Paper by Erik D. Demaine

Zachary Abel, Erik D. Demaine, Martin L. Demaine, Jason S. Ku, Jayson Lynch, Jin-ichi Itoh, and Chie Nara, “Continuous Flattening of All Polyhedral Manifolds using Countably Infinite Creases”, Computational Geometry: Theory and Applications, volume 98, October 2021, Article 101773.

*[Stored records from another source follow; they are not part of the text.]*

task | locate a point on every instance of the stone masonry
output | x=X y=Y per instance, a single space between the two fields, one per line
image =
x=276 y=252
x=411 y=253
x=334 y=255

We prove that any finite polyhedral manifold in 3D can be continuously flattened into 2D while preserving intrinsic distances and avoiding crossings, answering a 19-year-old open problem, if we extend standard folding models to allow for countably infinite creases. The most general cases previously known to be continuously flattenable were convex polyhedra and semi-orthogonal polyhedra. For non-orientable manifolds, even the existence of an instantaneous flattening (flat folded state) is a new result. Our solution extends a method for flattening semi-orthogonal polyhedra: slice the polyhedron along parallel planes and flatten the polyhedral strips between consecutive planes. We adapt this approach to arbitrary nonconvex polyhedra by generalizing strip flattening to nonorthogonal corners and slicing along a countably infinite number of parallel planes, with slices densely approaching every vertex of the manifold. We also show that the area of the polyhedron that needs to support moving creases (which are necessary for closed polyhedra by the Bellows Theorem) can be made arbitrarily small.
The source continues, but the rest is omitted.